Imagine a situation where a woman constantly complains to her children about her husbands philandering, but never confronts him. “The message to the kids is that it’s okay to let someone walk all over you,” says Scott Kudia, president of a San Diego relationship consulting firm and author of If “This is Love, Why am I Unhappy?”. “It lessens the importance of their own self-worth. They learn that it’s important to keep the peace, no matter what the cost to them emotionally.” According to Kudia, if the child in this theoretical scenario empathizes with their mom, they may have a difficult time trusting their significant others in their adult relationships. On the flip side, if they empathize with the parent who is unfaithful, chances are that they too will be an unfaithful partner.
Not that confrontation is always a good thing. If parents constantly argue in an unhealthy way and verbally abuse one another in front of their kids, their children might constantly initiate confrontation with or be disrespectful to their significant others. “If you come from an environment where your parents constantly blew up at each other, and you have a disagreement with your mate, you’re going to respond the only way you know how: by flying off the handle,” says Kudia.
So are those women with parents who have a less-than-healthy relationship doomed to a lifetime of unhappy relationships? Kudia says that it is possible to break the mold and relearn behavior patterns that are more applicable to whom you want to be in your adult relationships.
“You can choose to model one or both of your parents,” he says, “or you can choose to rebel and learn the opposite behaviors.” But it’s not as easy as turning off a switch, he adds. The first step is to reflect on your parent’s relationship. In doing this, it’s important to resolve any negative feelings you might have toward your parents, notes Paries. Instead of being angry or disappointed in your parents, try to be compassionate, forgiving and understanding. Remember, that your parents are human beings who had their own struggles growing up and their own negative behavior patterns to battle against.
Getting past any negativity towards your parents is important because if you don’t, you are destined to create situations in your relationships where you will confront the same feelings, Paries points out. For instance, if you are still angry at one parent for being unfaithful to the other, you may create a situation in your own relationship where you are irrationally jealous and angry with your partner for interacting with an old female friend.
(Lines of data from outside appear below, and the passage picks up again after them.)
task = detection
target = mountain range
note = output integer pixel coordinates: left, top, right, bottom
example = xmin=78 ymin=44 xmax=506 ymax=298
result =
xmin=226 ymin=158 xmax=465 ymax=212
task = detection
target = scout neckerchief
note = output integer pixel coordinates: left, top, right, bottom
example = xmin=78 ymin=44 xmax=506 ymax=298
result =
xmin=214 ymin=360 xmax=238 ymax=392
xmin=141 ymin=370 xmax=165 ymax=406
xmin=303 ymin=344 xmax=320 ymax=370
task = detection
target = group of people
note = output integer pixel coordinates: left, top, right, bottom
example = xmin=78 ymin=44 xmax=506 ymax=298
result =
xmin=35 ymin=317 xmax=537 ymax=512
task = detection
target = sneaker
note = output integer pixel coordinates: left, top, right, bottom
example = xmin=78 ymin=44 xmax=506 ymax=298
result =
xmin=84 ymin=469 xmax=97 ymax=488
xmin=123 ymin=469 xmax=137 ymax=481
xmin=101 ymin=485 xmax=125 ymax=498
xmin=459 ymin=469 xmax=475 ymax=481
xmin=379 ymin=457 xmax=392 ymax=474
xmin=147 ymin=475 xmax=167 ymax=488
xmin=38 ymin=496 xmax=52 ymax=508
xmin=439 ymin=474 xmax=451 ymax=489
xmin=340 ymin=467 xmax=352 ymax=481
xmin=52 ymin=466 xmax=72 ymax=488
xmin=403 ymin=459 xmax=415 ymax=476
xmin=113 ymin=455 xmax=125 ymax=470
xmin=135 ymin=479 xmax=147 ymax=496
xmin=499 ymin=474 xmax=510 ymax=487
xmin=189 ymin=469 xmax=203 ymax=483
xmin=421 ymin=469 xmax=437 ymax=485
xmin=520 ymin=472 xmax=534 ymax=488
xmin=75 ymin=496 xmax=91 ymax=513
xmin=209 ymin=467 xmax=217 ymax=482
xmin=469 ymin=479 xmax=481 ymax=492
The last step is to become conscious of how your parent’s relationship subconsciously influences how you behave in your own, and make a conscious decision to break any unhealthy patterns. One tool that could be used to break the mold is to look to other healthy couples in your life as positive role models, says Kudia. Whatever the strategy, it’s important not to blame your parents for your relationship troubles, but rather to carefully analyze their influence and be proactive in creating a better life for yourself.
3 Comments
must admit, to some degree this is my fear for my daughter. Her dad a I are going through a divorce and it has been very painful for her, her dad and me, but her dad is the one that is most hurt. I dont know what she thinks happened between her dad and me, and she does not want to talk about it. I’m not sure what kind of relationship we showed her, but I know it was not such a good one.
Heat broken, in Long Island,NY
Heart Broken, I think it’s wonderful that you are thinking about these things for your daughter. Divorces are traumatic, but it may have been worse if you guys stayed together and showed her that you would be willing to put up with a bad relationship. Have you thought about going to counseling with her?

I still use my parents as a model for my relationship even though they were both alcoholic and didn’t communicate very well. I use them as models of how not to nurture a relationship. I know they did the best they could, and now I act toward my husband like I would like to have seen my Mom act toward my Dad. Its very healing in both scenarios. I get to have it and in my mind, they have a different out come as well. In this way, I am grateful, rather than angry or disappointed with them because they were great teachers of what doesn’t work. Just a thought…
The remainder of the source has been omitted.